Sam couldn't maintain a straight face anymore. He burst out laughing, while Dean just stood there, taken aback.
"Huuungggh?" was Dean's reply.
Castiel stood there, clueless as to why the younger brother was laughing so hard, and the elder one was dumbstruck.
Holy fuckin' angel. Where in the heck did he hear shit like that? *sigh* I gotta explain it to him now, he thought to himself. He looked at Castiel, who was waiting patiently for the answer to his question.
Meanwhile, Sam was laughing so hard, he had difficulty breathing.
"What is so funny Sam? Why are you laughing?" Castiel asked.
Dean apparently regained his ability to form coherent sentences, and asked "What the fuck Cas? Where did you hear that?"
"I was just sitting in the park, trying to meditate, when I heard a man asking his lady acquaintance to 'do it doggy style'. What does it mean Dean?" Castiel asked him.
There was complete silence apart from Sam's howling for two minutes. Which seemed more like two hours to Dean.
"It's an… ermm… it's a position Cas" Dean said, after a lot of hesitation.
""Position? Solar, lunar, or constellation? I've never heard of the doggy style position of the sun, moon or any other planets Dean" Castiel said, pouting a little.
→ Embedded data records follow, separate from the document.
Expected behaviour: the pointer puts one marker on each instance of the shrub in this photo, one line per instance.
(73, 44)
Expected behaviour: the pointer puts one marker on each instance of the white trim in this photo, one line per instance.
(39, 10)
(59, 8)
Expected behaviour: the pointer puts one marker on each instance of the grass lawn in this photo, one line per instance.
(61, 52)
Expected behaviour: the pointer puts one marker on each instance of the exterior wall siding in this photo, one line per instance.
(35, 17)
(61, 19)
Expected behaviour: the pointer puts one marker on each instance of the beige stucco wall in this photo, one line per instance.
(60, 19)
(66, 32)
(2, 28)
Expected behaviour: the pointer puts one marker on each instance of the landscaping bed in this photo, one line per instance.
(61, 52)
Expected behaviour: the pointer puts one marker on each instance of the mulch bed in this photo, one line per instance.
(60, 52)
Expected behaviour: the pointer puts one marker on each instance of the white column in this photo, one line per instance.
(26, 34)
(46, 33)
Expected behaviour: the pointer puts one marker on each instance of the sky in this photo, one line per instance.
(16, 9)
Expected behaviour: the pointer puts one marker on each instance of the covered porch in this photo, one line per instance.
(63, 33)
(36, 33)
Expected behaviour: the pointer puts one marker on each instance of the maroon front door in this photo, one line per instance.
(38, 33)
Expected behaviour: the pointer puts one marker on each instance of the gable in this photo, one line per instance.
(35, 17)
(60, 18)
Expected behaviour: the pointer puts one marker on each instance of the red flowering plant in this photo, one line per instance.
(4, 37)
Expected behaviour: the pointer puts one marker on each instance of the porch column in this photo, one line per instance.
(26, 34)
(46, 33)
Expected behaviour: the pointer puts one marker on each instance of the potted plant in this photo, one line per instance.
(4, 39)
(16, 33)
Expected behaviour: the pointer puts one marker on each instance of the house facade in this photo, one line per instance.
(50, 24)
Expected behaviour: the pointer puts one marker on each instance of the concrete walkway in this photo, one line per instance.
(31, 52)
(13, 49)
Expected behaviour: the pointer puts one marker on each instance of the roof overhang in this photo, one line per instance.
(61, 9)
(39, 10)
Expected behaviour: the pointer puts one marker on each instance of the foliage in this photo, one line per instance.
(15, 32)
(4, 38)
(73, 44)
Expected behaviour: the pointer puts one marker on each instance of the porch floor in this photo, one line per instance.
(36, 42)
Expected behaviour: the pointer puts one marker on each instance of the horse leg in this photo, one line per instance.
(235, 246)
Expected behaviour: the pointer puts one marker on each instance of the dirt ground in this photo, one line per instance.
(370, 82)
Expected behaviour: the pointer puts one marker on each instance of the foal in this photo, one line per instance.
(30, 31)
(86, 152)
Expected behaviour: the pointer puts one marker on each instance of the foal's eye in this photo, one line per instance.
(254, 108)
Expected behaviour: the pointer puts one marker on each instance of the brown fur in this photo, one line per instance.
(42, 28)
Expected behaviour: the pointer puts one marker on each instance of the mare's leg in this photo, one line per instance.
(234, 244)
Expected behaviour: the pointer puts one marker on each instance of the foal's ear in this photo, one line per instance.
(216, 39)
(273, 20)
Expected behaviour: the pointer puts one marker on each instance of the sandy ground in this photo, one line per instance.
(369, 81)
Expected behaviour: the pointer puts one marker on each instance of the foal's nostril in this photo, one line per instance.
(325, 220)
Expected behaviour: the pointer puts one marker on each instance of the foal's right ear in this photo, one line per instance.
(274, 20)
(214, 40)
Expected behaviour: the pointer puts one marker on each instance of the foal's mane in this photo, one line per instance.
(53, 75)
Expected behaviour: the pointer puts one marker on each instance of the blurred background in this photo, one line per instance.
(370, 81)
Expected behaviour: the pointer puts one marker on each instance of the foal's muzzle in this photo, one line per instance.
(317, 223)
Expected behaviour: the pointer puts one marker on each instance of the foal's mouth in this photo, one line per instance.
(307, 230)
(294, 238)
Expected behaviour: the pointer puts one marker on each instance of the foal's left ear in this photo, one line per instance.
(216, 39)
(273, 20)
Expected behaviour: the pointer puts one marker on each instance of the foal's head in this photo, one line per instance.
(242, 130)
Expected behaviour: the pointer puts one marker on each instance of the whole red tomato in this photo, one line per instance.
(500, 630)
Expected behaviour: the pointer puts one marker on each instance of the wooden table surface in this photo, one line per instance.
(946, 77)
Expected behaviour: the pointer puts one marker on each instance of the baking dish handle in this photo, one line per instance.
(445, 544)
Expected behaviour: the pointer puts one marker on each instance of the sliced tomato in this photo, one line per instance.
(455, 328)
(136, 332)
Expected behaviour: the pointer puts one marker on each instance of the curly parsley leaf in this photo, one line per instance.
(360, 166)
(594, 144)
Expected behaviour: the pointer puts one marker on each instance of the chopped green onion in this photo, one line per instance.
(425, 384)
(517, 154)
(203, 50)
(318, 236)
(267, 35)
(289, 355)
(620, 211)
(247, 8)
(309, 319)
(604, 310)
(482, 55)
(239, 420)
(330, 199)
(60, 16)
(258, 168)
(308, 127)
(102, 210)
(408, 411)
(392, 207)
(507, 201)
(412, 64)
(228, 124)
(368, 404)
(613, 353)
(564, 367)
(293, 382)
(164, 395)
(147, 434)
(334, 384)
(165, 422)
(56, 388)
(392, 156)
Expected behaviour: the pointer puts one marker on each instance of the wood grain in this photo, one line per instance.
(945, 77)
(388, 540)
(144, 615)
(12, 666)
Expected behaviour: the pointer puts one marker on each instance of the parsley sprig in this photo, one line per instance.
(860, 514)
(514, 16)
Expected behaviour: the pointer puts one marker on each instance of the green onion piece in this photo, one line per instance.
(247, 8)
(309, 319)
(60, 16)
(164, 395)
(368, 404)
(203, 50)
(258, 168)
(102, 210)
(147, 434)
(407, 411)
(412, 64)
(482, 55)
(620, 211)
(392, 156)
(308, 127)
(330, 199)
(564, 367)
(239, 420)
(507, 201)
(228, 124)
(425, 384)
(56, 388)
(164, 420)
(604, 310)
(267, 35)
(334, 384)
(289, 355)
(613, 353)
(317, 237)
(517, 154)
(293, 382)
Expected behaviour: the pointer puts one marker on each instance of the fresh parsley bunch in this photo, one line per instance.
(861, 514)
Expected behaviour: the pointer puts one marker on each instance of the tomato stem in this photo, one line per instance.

Castiel's statement brought fresh peals of laughter from Sam.
Dean looked at Sam, who had tears in his eyes, and said "Oh shut it Cinderella man".
He then turned to Castiel and said, "It's difficult to… umm… it's difficult to explain Cas. See, it's a ummm… it's a sexual position" Dean finished.
"Oh. Can you show me the position Dean?" Castiel asked.
Sam, who was trying to control his laughter, burst out laughing once again, mostly because of his older brother's expression at the angel's request.
He howled with laughter once again, and between gasps, he said "Can't…. laugh… anymore… Stomach Hurts!"
"Shut up Sammy, or I swear, today will be the last day you hear anything" Dean threatened.
He turned to Castiel, who was looking at Dean, his huge blue eyes expectant.
"Cas, I can't show you a damn position man! For god's sake, I am straight!" Dean said (read- squealed).
"Straight?" Castiel asked, obviously not knowing what the term meant.
"Cas. Leave. Right now." Dean said.
"But Dean, I…."
"LEAVE! NOW!" Dean yelled.
"Okay" Castiel said, and vanished within the blink of an eye.
Sam was still laughing when Dean pushed him into the car.
"Sam, shut up dude! It wasn't funny!" Dean said (read-whined).
Oh man Dean, it was! The expression when he asked you to demonstrate it- fucking priceless!" Sam said, and laughed some more.
Dean glared at Sam, but that was all superficial. Deep inside, Dean was just happy that his younger brother had laughed after such a long time.
Since the moment Sam had set Lucifer free (by mistake, of course. His Sammy wouldn't do that on purpose) and realized his folly, he had become more and more reserved, until he had stopped talking to everyone completely. Dean had said hurtful things to him too. He couldn't take his words back, but Dean was glad that his little brother had at least laughed again. Never mind the fact that it was at Dean's expense.
While Dean's mind swirled with thoughts, Sam had drifted off to sleep. His head lolled, and slowly came to a rest on Dean's shoulders.
Dean looked at his brother, and lightly brushed the bangs off his face. Normally, he wouldn't be caught dead doing this, since he considered it 'chick-flicky'. But Sam looked irresistible and surprisingly vulnerable in his sleep.
"I love you De" Sam mumbled in his sleep.
Dean was dumbstruck yet again. He had only heard Sam say those words to him when they were kids. Dean had been sure that Sam had pretty much detested him after all those things Dean said to him recently.
"I love you too Sammy", Dean said, tears filled in his eyes.